そして、その後、ルパートの提案通り神官長館へと戻る為の道を歩いていたシャルは、神官長館の近くにある小さな庭園内を覗くリチャードを見つけた。
「やっぱりさぼってる。ライチェル神官査!」
シャルが怒声を上げると、リチャードはしーっと右手人差し指を唇の前に当てて、静かにするように指示してくる。
「?」
「なんだろね?」
シャルとルパートは不思議そうに顔を見合せて、リチャードのいる場所へと近づいて行った。
「どうしたの? リチャード」
「見て見て、あれ。すっげ~~笑えるし!」
ルパートの呼びかけに答えたリチャードの指差す方に目を向けた二人は唖然とする。
青空に浮かぶ、無数のしゃぼん玉。
それを作っているのは、一人の青年神官と、その膝の上に抱かれた彼らの探していた御人。
「坊や、見てご覧。ワシの作った玉の方が大きいじゃろう?」
ストローから鬚……ではなく、口を離してはしゃぐ小妖精属性老神官を見下ろし、青年神官も言い返す。
「いやいや、俺が作ったやつのが大きいぞ」
「ふぉふぉふぉふぉ、坊やも頑固じゃのう」
そんな会話が漏れ聞こえてくる。
「なんか、平和な光景だねぇ」
リチャードは口を開けっぱなしにしている二人の同僚を横目に、そう言って面白そうに笑った。
それを聞いたセフィは、小さくため息をつく。
「恋…………ですか」
セフィの、やれやれ。と言わんばかりの声音を感じ取り、リュセルは好奇心をくすぐられて尋ねてみた。
「昨日聞いた話では、懺悔室には恋愛相談もくるらしいが、そんなに恋愛沙汰があるのか? ここ(神殿)って?」
わくわくわく
楽しそうなリュセルの雰囲気を感じ取ったセフィは、顔を引きつらせる。
「多い……わけでは、ないでしょうが。

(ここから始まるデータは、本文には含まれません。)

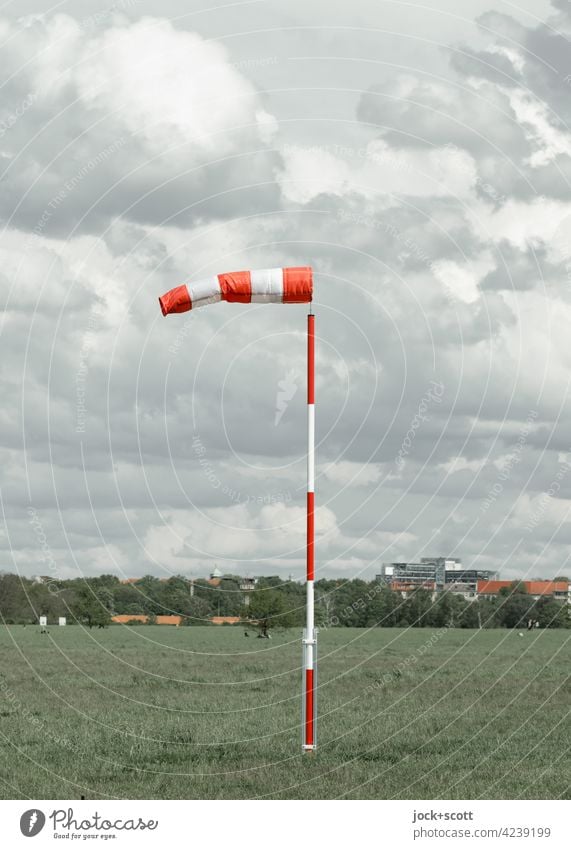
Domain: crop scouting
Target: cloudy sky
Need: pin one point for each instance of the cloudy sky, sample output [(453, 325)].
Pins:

それなりにあるんじゃないでしょうか? 戒律を守らぬ不届き者もいるらしいですし」
「何だと!? それって、例の姦淫を禁ずる戒だろう? ここ(神殿内)でやってる奴らがいるって事か!?」
「そ、そそそそんな大声で、止めて下さい、剣鍵様!」
リュセルのあからさまな言葉に、セフィは顔を真赤にする。
「それに、全員じゃありません! ほとんどの神官は、品行方正な女神の使徒です!」
リュセルの脳裏に、恋や欲望とは無縁そうな神官長補佐の顔が浮かび上がった。
「そのようだな」
口を閉ざしたリュセルにホッとしたセフィは、話を戻す。
「それで、この後はどうするのですか?」
柔らかな声音での確認の言葉に対し、リュセルは頷いた。
「ファクター神官と昼食の約束をとりつけたから、その時また、話を聞き出すさ」
(す、素早い)
この午前の間だけで、アレン・ファクターと繋ぎをつけ、昼食の約束を取り交わし、資料ではわからぬ部分の調査を進め、容疑者を一人に絞ったリュセルにセフィは感心した。
(さすがは、あの剣主様の弟君なだけありますねぇ)
同じように、信じられない位の速さで、容疑者を二人に絞りこんだレオンハルトの早さを知るからこそ、セフィは思う。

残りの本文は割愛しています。